Uh, and one questionable lyric where Hollister might sing “true love is so hard to find/and it’s right between your legs and mine”. On televised performances, he sang “lips”, but my ears tell me otherwise on the studio version. Or I may just be a fuckin’ pervert. All possible.
*-”The Future” was the name of the second album by Riley’s previous group, Guy. It was also the name of Riley’s production company, briefly.
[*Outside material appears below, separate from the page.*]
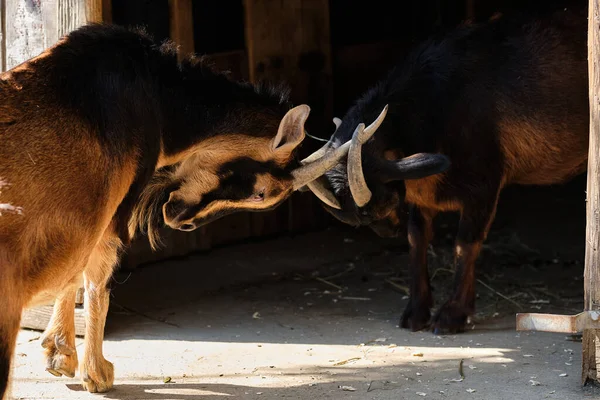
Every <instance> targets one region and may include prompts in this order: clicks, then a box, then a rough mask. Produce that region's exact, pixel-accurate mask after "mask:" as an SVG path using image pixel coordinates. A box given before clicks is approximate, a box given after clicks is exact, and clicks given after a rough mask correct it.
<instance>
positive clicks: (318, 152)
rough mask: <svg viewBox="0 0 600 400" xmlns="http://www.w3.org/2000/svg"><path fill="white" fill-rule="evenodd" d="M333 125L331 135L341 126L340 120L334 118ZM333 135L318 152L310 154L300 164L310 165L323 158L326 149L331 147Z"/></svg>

**Super music nerdy tidbit : At the end of 1991, Billboard changed its singles chart methodology to include real point-of-sale data from record stores using a new technology called Soundscan. So, every time someone bought a cassette or CD single (I think 45s were gone by this point), that was submitted to a database which collected the info and spat out a sales chart which (more or less) reflected actual sales as opposed to relying on easy-to-bribe record store clerks or buyers to submit info over the phone. This led to more accurate (higher) chart positions for modern rock, R&B and rap acts (and, somewhat oddly, country acts). Shortly after, Billboard added a bunch of urban stations to the Hot 100 radio panel. This is why, from 1992 or so through the early 2000s (when radio deregulation happened), so many R&B songs also charted high on the pop list.
***The other Sylvers/Riley collab I remember from that period was New Kids On The Block’s “Never Let You Go”. I wonder if that and “Before I Let You Go” were written on, like, the same day.